When Philip created the league of the Greeks on the pretext of unifying Greece against Persia, the Spartans chose not to join, since they had no interest in joining a pan-Greek expedition unless it were under Spartan leadership. Thus, upon defeating the Persians at the Battle of the Granicus, Alexander the Great sent to Athens 300 suits of Persian armour with the following inscription: "Alexander, son of Philip, and all the Greeks except the Spartans, give these offerings taken from the foreigners who live in Asia".
During Alexander's campaigns in the east, the Spartan king, Agis III sent a force to Crete in 333 BC with the aim of securing the island for Sparta. Agis next took command of allied Greek forces against Macedon, gaining early successes, before laying siege to Megalopolis in 331 BC. A large Macedonian army under general Antipater marched to its relief and defeated the Spartan-led force in a pitched battle.

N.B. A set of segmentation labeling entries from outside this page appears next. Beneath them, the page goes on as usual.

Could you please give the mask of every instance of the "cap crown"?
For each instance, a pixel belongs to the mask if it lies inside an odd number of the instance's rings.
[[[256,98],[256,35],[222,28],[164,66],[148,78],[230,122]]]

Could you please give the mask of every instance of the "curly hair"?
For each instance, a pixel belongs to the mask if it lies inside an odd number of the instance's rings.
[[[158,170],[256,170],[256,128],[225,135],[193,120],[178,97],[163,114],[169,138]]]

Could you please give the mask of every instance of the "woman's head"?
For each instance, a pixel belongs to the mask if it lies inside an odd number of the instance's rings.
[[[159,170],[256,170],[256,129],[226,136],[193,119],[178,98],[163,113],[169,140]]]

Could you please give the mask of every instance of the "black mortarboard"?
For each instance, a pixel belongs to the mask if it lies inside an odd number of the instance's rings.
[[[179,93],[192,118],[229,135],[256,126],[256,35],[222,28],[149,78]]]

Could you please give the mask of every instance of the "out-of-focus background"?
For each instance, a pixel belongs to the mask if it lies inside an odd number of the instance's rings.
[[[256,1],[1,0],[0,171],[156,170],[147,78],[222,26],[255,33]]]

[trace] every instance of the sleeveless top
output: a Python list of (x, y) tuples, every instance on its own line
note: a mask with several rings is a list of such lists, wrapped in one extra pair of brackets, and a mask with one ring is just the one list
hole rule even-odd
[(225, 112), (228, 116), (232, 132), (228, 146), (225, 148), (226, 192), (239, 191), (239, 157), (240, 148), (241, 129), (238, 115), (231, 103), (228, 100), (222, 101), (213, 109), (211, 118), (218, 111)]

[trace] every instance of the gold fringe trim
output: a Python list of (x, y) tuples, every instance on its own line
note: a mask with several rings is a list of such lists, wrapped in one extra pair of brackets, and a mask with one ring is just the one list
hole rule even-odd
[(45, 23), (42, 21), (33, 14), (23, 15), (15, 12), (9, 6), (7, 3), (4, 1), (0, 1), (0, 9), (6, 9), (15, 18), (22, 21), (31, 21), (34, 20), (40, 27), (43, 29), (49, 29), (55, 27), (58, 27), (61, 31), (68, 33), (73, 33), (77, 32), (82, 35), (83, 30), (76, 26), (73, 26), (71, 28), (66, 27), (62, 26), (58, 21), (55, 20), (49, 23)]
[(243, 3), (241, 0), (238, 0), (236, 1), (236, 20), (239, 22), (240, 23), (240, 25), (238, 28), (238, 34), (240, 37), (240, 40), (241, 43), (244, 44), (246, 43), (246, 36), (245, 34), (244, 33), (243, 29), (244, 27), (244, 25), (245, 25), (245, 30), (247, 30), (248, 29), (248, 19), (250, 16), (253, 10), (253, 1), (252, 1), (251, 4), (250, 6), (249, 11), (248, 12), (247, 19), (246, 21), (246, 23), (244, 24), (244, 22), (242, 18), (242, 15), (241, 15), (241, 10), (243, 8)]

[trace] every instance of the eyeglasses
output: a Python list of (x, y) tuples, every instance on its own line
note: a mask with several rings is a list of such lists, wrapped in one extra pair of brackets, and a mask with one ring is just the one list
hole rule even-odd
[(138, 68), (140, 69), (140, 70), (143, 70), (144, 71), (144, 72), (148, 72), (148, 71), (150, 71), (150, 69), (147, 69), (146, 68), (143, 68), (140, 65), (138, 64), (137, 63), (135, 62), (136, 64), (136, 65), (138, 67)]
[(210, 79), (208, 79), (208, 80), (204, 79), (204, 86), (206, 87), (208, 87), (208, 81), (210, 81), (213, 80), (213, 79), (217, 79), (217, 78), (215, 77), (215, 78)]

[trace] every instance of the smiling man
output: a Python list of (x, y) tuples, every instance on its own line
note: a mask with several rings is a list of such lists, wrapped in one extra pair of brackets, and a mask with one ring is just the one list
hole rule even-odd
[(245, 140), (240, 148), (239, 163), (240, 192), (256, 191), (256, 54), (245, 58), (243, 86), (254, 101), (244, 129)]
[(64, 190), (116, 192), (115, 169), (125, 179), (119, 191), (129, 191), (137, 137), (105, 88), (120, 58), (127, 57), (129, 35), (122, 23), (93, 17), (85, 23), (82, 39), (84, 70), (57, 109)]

More than 5,300 of the Spartans and their allies were killed in battle, and 3,500 of Antipater's troops. Agis, now wounded and unable to stand, ordered his men to leave him behind to face the advancing Macedonian army so that he could buy them time to retreat. On his knees, the Spartan king slew several enemy soldiers before being finally killed by a javelin. Alexander was merciful, and he only forced the Spartans to join the League of Corinth, which they had previously refused to join.